Austrian and Croatian
police have located Milivoj Aschner, 91, a suspected Nazi
criminal wanted for sending hundreds of Jews, Gypsies and
Serbs to concentration camps. Aschner was tracked down to
the Austrian city of Klagenfurt, the director of the Simon
Wiesenthal Center in Israel, Efraim Zuroff, announced yesterday.

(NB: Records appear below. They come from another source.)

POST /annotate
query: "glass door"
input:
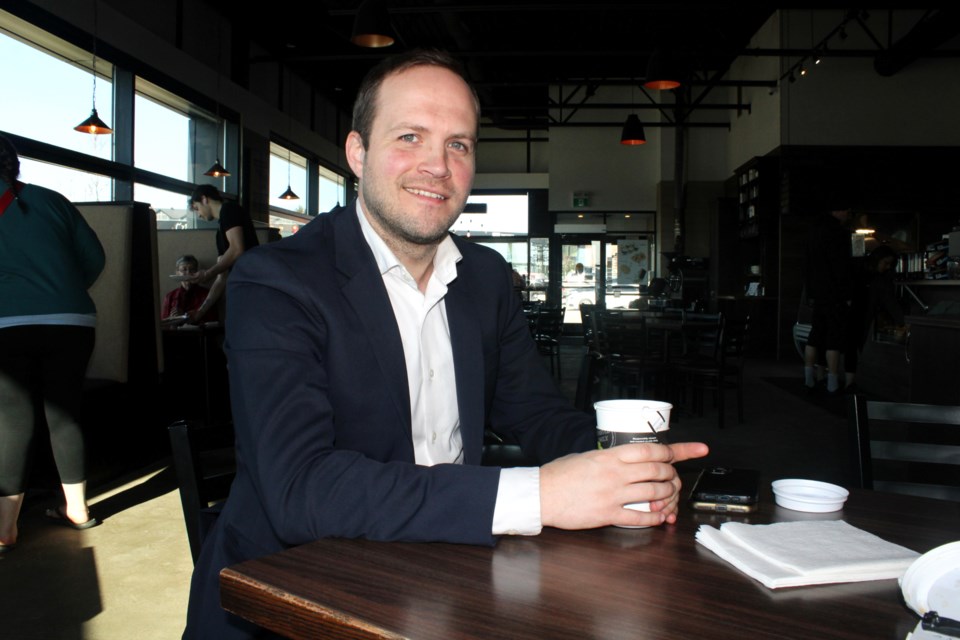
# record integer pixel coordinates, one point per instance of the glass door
(602, 270)
(582, 268)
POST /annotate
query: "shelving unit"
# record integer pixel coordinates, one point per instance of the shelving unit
(758, 183)
(751, 278)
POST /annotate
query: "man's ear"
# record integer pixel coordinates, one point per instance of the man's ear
(355, 153)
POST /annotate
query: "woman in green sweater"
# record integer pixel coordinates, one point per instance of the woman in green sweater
(49, 257)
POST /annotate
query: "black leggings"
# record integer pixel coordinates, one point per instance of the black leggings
(42, 365)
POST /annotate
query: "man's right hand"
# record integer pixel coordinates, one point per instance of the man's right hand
(588, 490)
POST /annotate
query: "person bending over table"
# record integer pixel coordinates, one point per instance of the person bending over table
(235, 235)
(368, 352)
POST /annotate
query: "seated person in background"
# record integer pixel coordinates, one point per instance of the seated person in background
(188, 296)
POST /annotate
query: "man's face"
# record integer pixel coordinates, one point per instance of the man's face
(186, 269)
(417, 170)
(203, 209)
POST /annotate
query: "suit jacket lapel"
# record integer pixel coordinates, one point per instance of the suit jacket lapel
(468, 364)
(362, 286)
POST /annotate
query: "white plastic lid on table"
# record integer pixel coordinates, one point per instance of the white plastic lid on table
(809, 495)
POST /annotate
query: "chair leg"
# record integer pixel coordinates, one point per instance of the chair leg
(720, 405)
(740, 398)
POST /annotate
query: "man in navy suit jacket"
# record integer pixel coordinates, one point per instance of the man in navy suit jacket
(328, 411)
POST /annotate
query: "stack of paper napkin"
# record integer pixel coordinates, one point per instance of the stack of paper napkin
(792, 554)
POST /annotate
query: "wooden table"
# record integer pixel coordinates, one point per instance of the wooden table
(603, 583)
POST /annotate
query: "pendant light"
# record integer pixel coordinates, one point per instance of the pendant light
(218, 170)
(371, 28)
(632, 133)
(288, 194)
(662, 72)
(93, 124)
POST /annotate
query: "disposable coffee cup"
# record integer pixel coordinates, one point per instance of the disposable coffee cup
(629, 422)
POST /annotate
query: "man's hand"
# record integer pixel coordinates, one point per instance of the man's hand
(587, 490)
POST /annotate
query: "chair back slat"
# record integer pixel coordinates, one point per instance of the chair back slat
(906, 447)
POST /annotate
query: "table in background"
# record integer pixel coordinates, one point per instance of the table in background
(602, 583)
(195, 372)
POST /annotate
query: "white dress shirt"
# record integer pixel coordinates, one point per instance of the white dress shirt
(434, 412)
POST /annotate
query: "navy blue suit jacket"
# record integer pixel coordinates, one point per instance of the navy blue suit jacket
(322, 412)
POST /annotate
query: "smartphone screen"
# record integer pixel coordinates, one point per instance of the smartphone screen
(725, 486)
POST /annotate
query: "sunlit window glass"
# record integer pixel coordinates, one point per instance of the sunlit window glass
(76, 186)
(332, 189)
(161, 139)
(48, 94)
(171, 207)
(495, 216)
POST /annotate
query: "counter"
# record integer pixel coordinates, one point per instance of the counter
(923, 367)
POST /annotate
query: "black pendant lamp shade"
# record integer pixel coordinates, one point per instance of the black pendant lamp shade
(633, 131)
(371, 28)
(93, 125)
(217, 170)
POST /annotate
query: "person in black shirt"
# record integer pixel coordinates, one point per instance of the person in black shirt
(828, 272)
(234, 236)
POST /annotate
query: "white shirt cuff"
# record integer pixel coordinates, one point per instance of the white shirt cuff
(517, 511)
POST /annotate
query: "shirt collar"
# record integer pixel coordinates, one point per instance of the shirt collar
(444, 262)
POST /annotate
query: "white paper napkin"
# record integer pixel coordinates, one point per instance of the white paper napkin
(792, 554)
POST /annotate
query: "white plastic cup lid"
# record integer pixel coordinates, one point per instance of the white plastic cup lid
(633, 416)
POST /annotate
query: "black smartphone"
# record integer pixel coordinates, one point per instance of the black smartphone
(726, 489)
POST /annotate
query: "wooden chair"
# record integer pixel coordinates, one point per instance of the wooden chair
(497, 452)
(722, 373)
(906, 448)
(588, 381)
(547, 336)
(632, 359)
(204, 460)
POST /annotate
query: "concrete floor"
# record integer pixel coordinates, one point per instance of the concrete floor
(129, 577)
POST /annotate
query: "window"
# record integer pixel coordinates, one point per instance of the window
(48, 110)
(177, 139)
(74, 185)
(287, 169)
(171, 207)
(333, 190)
(498, 216)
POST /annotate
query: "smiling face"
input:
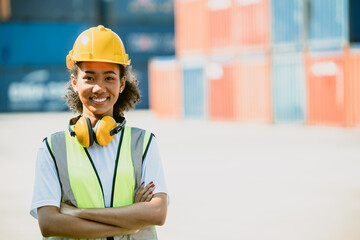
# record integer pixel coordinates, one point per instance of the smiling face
(98, 85)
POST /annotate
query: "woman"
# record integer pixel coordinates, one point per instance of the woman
(100, 178)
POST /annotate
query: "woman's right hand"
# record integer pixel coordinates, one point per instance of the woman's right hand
(144, 193)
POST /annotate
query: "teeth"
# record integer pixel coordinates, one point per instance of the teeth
(99, 100)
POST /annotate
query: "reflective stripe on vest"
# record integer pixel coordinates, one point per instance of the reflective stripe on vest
(83, 188)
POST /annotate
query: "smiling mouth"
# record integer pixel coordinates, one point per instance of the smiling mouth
(99, 100)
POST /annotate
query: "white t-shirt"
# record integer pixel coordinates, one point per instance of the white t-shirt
(47, 191)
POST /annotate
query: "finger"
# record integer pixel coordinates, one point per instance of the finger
(149, 189)
(138, 191)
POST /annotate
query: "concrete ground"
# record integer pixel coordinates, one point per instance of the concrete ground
(226, 180)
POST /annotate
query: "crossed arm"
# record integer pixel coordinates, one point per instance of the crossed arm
(71, 222)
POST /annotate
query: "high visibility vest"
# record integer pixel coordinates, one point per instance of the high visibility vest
(80, 183)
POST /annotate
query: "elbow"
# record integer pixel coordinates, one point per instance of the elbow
(160, 217)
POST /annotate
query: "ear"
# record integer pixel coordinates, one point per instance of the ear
(73, 82)
(122, 83)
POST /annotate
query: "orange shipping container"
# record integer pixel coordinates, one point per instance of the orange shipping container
(253, 88)
(251, 24)
(221, 89)
(219, 25)
(165, 88)
(325, 81)
(191, 27)
(352, 87)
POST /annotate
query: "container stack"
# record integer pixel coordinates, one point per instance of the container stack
(35, 38)
(147, 30)
(280, 61)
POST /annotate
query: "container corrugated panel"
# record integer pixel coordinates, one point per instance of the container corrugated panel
(352, 87)
(328, 24)
(288, 87)
(354, 16)
(253, 92)
(195, 88)
(145, 41)
(191, 27)
(4, 10)
(165, 87)
(325, 88)
(220, 74)
(54, 10)
(288, 24)
(251, 24)
(220, 22)
(140, 10)
(140, 70)
(33, 89)
(37, 43)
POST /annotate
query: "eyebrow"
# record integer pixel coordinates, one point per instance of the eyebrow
(107, 72)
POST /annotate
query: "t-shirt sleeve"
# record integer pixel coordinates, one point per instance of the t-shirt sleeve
(152, 169)
(47, 191)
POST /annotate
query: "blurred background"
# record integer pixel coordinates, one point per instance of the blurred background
(255, 103)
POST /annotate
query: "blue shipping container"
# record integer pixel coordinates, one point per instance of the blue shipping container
(33, 44)
(35, 89)
(328, 24)
(288, 24)
(145, 41)
(288, 87)
(195, 86)
(140, 11)
(54, 10)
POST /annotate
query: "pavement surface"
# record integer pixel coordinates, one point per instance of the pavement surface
(226, 180)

Zuroff is scheduled to meet today in Zagreb with Croatia's attorney general,
Mladen Bajic, and ask him to accelerate arrest proceedings
against Aschner so he can stand trial for crimes committed
in Croatia.
Aschner was first exposed as a Nazi
criminal last June, after he had lived in Croatia for years,
becoming a wealthy and prominent figure and even establishing
a local peasants' party two years ago.
His exposure was made possible by
the Wiesenthal Center's operation, dubbed "Last Chance," which offers financial rewards for exposing living Nazi criminals who have not
been brought to justice. A 27-year-old Jewish man, who was
engaged in researching his family history, interviewed a
former partisan who identified Aschner as the local police
chief of the Croatian city Pozega during World War II.
The partisan fingered Aschner as the
man who actively persecuted and deported hundreds of Jews,
Serbs and Gypsies to Nazi concentration camps, including
to Jasenovac, known as the Auschwitz of the Balkans. Archives
turned up substantiating documents with Aschner's alleged
signature.
Zuroff told Haaretz yesterday that
Aschner was in good health. "If the man had strength enough to flee to Austria, he has enough strength left
to stand trial in Croatia," he added.
Zuroff described Aschner as one of
10 Croatians suspected of Nazi crimes, and one of the 320
Nazi criminals reported to the Center over the past two years.